Le Karma-yogi dont le mental est pur, dont le mental et les sens sont sous contrôles, et qui perçoit le même Éternel Être (Brahman) en tous les êtres n’est pas lié au Karma même s’il est engagé dans le travail. (5.07)

 

UN TRANSCENDANTALISTE NE SE CONSIDÈRE PAS COMME ÉTANT LE FAISEUR.

 

Le sage (ou Samnyāsī) qui connaît la vérité pense : « Je ne fais absolument rien. » En voyant, entendant, touchant, sentant, mangeant, marchant, dormant, respirant, parlant, saisissant et rejetant, ouvrant et fermant les yeux, un Samnyāsī croit que ce sont uniquement les sens qui opèrent sur leurs objets.[12] (Voir aussi 3.27, 13.29, et 14.19) (5.08-09)

 

UN KARMA-YOGI TRAVAILLE POUR DIEU

 

Celui qui fait son travail comme une offrande au Seigneur, abandonnant tout attachement intéressé aux résultats – n’est pas affecté par la réaction Karmique ou le péché comme la feuille de lotus qui n’est mouillée par l’eau.[13] (5.10)

Les Karma-yogis accomplissent l’action – sans attachement égoïste – avec leur corps, mental, intellect, et sens pour leur purification. (5.11)

Un Karma-yogi atteint la félicité Suprême en abandonnant les fruits du travail ; pendant que d’autres, qui sont attachés aux fruits du travail, se lient au travail égoïste. (5.12)

 

LA VOIE DE LA CONNAISSANCE

 

Une personne qui a complètement renoncé aux fruits de tous travaux, demeure heureuse dans la Cité à Neuf Portes, sans agir ni engendrer l’action.[14] (5.13)

Le Seigneur ne crée pas l’obligation de l’action, ni l’incitation d’en être l’auteur, ni l’attachement aux résultats des actions parmi les hommes. Tout est l’œuvre des forces (Gunas) de la Nature. (5.14)

Le Seigneur ne prend pas la responsabilité des actes bons ou mauvais de quiconque. La connaissance du Soi est enveloppée par le voile de l’ignorance, c’est pourquoi les hommes s’égarent (et accomplissent des actes mauvais). (5.15)

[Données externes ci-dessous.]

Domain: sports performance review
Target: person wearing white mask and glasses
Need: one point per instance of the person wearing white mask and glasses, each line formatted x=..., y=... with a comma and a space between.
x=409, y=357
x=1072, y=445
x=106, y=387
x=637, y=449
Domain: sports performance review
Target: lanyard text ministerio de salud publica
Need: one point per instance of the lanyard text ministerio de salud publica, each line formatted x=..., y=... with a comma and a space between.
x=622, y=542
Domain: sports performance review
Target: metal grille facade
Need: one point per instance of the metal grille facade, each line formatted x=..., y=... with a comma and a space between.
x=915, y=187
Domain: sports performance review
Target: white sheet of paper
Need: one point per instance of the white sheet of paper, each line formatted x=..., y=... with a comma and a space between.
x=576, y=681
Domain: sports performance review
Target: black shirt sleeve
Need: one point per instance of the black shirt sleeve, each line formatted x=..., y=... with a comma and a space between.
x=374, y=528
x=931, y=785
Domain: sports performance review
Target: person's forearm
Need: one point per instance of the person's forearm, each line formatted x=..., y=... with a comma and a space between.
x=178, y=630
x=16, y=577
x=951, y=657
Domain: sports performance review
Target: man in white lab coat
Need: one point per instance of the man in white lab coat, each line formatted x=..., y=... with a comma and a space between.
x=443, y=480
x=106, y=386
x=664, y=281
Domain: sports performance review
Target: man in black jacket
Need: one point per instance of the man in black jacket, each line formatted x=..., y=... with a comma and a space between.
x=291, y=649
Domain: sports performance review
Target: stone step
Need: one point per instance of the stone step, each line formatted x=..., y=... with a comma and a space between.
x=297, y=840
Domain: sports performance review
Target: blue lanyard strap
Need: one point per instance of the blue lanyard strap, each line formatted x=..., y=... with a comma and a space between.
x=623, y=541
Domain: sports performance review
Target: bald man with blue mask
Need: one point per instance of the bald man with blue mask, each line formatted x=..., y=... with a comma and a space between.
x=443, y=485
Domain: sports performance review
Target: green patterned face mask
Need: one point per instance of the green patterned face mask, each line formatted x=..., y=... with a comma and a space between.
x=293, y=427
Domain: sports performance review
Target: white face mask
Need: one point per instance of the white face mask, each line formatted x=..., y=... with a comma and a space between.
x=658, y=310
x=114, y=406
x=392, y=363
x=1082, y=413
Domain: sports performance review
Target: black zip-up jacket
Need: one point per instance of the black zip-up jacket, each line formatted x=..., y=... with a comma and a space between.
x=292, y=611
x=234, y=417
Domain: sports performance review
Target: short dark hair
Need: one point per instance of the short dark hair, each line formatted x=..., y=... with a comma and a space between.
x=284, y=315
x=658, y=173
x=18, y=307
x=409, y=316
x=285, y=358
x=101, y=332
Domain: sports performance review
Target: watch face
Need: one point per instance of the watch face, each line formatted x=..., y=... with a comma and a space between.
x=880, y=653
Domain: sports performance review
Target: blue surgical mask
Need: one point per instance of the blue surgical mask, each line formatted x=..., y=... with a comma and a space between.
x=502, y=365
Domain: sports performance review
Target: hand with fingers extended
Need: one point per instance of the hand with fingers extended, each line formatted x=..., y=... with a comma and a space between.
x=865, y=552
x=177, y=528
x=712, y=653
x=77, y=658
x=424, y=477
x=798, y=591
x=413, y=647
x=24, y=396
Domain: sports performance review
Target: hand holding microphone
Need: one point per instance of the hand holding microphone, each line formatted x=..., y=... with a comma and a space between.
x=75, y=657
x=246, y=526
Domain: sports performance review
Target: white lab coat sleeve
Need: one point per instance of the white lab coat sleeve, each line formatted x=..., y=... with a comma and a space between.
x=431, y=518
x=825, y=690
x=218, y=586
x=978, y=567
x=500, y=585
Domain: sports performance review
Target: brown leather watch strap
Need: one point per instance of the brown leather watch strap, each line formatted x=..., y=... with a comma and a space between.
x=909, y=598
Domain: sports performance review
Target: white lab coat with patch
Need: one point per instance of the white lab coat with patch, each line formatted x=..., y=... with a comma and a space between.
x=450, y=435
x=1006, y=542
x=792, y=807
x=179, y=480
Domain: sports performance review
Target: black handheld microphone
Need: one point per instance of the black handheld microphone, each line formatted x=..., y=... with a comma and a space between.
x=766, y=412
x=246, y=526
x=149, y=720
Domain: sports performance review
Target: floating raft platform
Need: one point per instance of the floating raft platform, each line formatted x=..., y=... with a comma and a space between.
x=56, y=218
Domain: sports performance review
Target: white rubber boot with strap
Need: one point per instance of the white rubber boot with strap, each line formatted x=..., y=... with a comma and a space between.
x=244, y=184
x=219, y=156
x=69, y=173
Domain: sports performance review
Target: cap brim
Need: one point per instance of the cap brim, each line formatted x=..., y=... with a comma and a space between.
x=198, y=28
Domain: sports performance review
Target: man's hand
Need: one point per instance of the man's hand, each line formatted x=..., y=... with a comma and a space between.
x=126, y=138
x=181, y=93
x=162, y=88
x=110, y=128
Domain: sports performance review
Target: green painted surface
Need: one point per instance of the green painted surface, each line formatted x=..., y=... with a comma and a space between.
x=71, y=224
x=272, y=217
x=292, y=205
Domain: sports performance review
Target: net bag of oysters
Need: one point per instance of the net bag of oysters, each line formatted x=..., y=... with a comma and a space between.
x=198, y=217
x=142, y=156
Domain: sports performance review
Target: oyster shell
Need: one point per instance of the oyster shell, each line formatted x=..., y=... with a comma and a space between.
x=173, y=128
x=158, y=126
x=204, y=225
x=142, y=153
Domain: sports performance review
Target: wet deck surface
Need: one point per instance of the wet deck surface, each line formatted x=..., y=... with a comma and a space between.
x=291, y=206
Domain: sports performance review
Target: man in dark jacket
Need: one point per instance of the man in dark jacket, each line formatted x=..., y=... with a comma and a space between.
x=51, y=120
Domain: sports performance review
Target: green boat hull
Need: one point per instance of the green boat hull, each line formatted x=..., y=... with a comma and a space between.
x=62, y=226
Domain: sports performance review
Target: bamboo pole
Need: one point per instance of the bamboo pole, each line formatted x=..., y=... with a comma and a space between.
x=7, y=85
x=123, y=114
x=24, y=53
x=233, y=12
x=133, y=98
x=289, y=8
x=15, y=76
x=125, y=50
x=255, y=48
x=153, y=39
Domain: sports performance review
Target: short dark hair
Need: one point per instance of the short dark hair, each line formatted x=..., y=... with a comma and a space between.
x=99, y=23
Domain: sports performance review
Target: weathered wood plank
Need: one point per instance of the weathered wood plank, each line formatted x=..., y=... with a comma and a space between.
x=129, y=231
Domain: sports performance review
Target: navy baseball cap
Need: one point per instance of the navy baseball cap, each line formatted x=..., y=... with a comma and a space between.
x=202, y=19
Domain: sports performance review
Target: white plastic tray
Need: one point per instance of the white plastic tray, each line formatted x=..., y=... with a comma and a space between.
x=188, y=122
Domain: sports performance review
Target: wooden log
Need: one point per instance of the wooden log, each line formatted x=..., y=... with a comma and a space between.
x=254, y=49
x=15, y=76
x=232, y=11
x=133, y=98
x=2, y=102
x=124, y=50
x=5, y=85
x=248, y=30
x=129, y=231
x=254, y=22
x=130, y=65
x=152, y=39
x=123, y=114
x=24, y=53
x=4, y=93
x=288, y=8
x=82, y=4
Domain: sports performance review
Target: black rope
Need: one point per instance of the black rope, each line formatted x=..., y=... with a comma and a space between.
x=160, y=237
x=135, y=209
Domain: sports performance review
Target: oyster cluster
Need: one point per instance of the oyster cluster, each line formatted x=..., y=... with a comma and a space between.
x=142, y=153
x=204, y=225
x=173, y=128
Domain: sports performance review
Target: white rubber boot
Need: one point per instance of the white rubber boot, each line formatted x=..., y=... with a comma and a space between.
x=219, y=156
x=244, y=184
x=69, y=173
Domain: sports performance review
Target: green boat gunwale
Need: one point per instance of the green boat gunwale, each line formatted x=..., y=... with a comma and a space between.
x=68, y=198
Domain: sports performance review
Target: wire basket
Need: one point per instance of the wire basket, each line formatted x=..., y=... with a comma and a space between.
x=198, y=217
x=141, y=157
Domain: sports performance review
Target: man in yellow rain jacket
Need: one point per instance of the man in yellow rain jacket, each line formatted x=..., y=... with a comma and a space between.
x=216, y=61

La connaissance transcendantale détruit l’ignorance sur le Soi, et révèle le Suprême, tout comme le soleil révèle la beauté des objets de ce monde. (5.16)

Les personnes dont le mental et l’intellect sont totalement absorbés dans l’Éternel Être (Brahman), qui sont des dévots confirmés de Brahman, qui ont Brahman comme leur suprême destin et unique refuge, et dont les impuretés sont détruites par la connaissance de Brahman, ne prennent plus naissance.  (5.17)

 

LES MARQUES SUPPLÉTIVES D’UNE PERSONNE ILLUMINÉE

 

Le sage illuminé (en percevant le Seigneur en toutes choses) voit le Brāhmana cultivé et humble, un paria, même une vache, un éléphant, ou un chien d’un œil égal. (Voir aussi 6.29) (5.18)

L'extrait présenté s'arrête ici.